February 10: Melbourne, Australia – A young Melbourne university student who preyed on nine young underage girls he met online was jailed for more than four years. Arran James Mark Wratten, 24, of Carlton, discussed sexual activities including vampirism, exchanging blood, and meeting up for vampire sex, with nine girls aged between 11 and 14. When police seized his laptop at the time of his arrest in February 2010, they found at least 600 images of adolescent girls and in excess of 6000 text messages between himself and his victims. Psychiatrists on the case apparently do not believe Wratten is a pedophile but are divided as to whether he is a hebephile (someone who has a sexual attraction to adolescents). Thank goodness they didn’t use “Renfield’s Syndrome” as well as the ‘v’-word.

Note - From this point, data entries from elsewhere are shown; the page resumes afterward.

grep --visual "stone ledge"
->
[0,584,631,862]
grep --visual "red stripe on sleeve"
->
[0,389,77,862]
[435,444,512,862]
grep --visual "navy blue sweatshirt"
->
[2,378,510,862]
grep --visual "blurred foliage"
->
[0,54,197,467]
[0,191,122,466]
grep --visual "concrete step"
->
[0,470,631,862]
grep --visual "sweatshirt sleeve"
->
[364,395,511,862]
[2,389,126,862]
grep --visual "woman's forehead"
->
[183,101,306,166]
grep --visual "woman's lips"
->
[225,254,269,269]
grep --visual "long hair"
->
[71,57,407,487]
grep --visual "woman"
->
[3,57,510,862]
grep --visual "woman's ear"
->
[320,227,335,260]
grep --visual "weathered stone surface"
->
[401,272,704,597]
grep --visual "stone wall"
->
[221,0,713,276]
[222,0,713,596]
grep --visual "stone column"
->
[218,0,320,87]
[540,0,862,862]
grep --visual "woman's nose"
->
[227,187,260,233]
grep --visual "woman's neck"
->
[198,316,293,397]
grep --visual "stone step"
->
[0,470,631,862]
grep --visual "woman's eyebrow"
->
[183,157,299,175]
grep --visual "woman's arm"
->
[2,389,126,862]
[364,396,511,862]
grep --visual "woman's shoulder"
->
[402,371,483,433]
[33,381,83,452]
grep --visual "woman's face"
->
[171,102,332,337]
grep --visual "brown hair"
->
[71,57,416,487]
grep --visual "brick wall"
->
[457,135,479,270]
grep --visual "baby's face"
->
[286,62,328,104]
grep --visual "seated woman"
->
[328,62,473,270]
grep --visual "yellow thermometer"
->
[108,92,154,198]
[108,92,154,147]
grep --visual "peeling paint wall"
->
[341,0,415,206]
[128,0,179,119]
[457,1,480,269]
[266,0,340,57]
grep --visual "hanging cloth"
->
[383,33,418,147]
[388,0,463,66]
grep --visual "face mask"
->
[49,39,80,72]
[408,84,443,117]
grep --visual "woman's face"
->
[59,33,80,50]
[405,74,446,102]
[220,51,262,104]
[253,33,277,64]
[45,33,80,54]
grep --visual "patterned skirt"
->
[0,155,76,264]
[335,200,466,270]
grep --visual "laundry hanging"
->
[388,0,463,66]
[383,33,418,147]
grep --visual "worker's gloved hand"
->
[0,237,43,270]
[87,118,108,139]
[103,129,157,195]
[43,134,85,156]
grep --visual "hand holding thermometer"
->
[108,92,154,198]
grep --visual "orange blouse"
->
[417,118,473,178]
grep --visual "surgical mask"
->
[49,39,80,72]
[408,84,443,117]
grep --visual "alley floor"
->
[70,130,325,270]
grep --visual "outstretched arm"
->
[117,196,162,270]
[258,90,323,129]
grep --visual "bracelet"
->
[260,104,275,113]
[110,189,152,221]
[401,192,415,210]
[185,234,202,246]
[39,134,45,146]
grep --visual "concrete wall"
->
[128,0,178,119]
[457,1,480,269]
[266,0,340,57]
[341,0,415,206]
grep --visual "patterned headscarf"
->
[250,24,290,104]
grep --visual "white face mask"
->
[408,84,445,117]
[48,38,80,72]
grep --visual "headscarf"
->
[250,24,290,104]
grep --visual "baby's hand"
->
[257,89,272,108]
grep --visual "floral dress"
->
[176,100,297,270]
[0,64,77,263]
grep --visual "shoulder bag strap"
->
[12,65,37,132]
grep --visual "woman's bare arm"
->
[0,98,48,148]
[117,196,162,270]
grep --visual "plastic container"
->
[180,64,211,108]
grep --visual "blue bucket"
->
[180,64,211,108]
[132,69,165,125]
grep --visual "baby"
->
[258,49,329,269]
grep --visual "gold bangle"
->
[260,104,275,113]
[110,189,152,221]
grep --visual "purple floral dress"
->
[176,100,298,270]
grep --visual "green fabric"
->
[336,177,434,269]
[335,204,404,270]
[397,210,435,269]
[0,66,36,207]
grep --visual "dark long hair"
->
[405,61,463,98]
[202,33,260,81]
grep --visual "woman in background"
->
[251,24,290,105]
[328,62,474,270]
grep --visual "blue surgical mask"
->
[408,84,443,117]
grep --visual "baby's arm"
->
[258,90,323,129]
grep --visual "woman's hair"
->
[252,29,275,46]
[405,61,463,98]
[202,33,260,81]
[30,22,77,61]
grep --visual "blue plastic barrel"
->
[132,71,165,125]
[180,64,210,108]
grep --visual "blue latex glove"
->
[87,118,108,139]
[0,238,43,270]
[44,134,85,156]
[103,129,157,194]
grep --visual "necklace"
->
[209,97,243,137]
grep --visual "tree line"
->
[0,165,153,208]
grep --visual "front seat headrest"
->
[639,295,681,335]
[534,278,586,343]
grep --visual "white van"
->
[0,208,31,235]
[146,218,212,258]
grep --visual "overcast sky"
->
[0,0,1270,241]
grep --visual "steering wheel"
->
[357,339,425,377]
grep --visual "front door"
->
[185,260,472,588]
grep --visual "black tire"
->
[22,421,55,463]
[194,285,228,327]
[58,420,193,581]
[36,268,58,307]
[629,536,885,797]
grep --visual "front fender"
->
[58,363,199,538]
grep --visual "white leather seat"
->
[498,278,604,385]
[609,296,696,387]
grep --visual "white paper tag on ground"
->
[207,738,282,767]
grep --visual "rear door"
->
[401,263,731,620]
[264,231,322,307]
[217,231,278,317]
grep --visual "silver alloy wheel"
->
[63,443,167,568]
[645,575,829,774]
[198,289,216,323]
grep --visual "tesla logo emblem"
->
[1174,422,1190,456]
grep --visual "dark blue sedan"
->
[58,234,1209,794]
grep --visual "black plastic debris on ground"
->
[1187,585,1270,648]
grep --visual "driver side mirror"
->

I believe that this increase in crime reporting associating violent crime to real vampires and vampirism is to the detriment of the real Vampi(y)re Community world-wide. I say this because I feel that without a doubt it will be used by self-proclaimed “experts” such as vampophobe Don Rimer to support his claim that “vampire” or “occult-related” crimes are on the increase, when by all accounts the perpetrators are neither real Vampi(y)res, nor members of what some claim to be “the vampire cult” or even members of any actual VC structures.
It is easy to jump to a conclusion and say that more nutcases are out committing crimes of this sort, but I have to wonder if more reporters are not just applying a hint of “Vampi(y)re” to aspects of an otherwise ‘ordinary’ crime in order to sell otherwise uninteresting news.
Needless to say, regardless of whether the perpetrators really are Vampi(y)res, the growing incidence of gross silliness and brute stupidity out there is truly alarming.
I have also noticed a staggering increase in volume of total entries per year over the past decade – not just of crime reports, but also of media attention, new products coming onto the market, new books, movies and TV series, new species being named – all using the ‘v’-word. But of course, it is to be expected – vampires are the hot topic right now, and sometimes the glare of the spotlight can make us a little uncomfortable.